Mr. Sharp wants Texas to join North Carolina, Montana, Florida, and Utah. Each of those four states has already increased tuition for students with "excessive" credit hours. Some states impose a 25 percent surcharge on all credits above the average degree requirement. Others start charging in-state students the unsubsidized out-of-state tuition rate.

"We're not trying to prevent people from completing degrees who are taking courses," says Gary Barnes, a vice president at the University of North Carolina. "The purpose is to send a message that courses represent scarce resources from the taxpayers, and we want students to use those resources wisely."

As many states face demographic surges in the college-age population and financial pressures mount, legislators are being forced to look for places to save money, says Cheryl Blanco at the Western Interstate Commission for Higher Education in Boulder, Colo.
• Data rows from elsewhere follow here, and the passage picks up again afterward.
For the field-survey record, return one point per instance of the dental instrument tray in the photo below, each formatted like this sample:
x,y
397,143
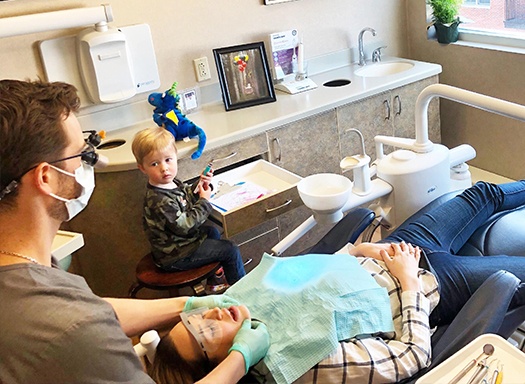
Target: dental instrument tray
x,y
511,359
251,194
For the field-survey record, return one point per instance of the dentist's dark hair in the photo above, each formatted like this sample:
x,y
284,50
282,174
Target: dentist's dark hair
x,y
31,127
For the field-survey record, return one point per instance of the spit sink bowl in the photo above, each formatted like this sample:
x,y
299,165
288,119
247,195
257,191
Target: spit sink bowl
x,y
384,69
325,192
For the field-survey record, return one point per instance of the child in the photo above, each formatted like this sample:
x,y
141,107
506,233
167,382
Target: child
x,y
173,214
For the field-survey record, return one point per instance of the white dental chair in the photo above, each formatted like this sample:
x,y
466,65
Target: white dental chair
x,y
504,234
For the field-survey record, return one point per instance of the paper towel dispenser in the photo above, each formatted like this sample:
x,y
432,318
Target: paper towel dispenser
x,y
62,62
105,64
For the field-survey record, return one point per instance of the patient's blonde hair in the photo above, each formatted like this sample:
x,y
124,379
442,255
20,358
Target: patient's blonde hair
x,y
169,367
149,140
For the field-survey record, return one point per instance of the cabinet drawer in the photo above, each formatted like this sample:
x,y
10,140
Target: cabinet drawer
x,y
223,156
281,195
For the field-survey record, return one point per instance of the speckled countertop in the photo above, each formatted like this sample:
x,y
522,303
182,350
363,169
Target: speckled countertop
x,y
223,127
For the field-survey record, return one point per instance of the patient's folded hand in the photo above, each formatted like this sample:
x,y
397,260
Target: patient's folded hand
x,y
372,250
210,301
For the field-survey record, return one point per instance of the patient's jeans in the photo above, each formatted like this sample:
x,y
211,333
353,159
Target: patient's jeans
x,y
442,231
214,249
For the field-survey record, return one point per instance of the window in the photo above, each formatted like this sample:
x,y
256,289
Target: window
x,y
477,2
491,23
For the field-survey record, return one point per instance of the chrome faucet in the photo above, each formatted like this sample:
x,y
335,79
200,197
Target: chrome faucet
x,y
376,54
362,60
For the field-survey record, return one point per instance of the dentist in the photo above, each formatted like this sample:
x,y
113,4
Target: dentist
x,y
54,329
To keep higher education affordable to a large percentage of the population, state governments pay for most of the cost. At UT, for example, the annual in-state student tuition of about $1,500 covers less than 20 percent of the actual cost. The rest is paid for by taxpayers and funds raised by the university.

North Carolina began the trend toward capping subsidized credits in 1994. It will be a few more years before the state knows how well the system is working. But students are taking a new approach at registration, Mr. Barnes says.

"They're making their course selections today - and have been since '94 - with one eye on the possibility that if they take too many they will face a surcharge," says Barnes.

Yet critics of the trend to cap subsidized credit hours say it will impact serious scholars as much as the unfocused hangers-on.

"Instead of the slackers, this will end up affecting really good students who are doing double majors," says Larry Carver, associate dean for academic and student affairs at UT-Austin. The university would be better served by improving course sequences, making sure required classes are available, and providing good advising, he says. Some UT students are forced to stay on campus longer because there are no seats left for some required courses.

"This won't be affecting the people who take it easy," says Everett Lee, a double major at UT who expects to earn more than 170 credits before graduation. "I don't see why they want to penalize people who want more of an education and will end up being more productive in society. We'll be taxpayers soon and plugging it back into the Texas economy."

Matthew Peet, who is majoring in physics and aerospace engineering, says he may have to take an extra job to pay tuition if the increase goes through in Texas. "I've never heard of anyone who would like to spend more time at the university than they have to," he says. "Everybody I know wants to get out and earn money."

Barbara Euresti, director of liberal arts career services at UT, doesn't see a problem of students being lazy and wanting to "stay in college forever." Rather, she says, "these kids are not doing well financially." Often, she says, they "don't have enough money to buy a can of pop."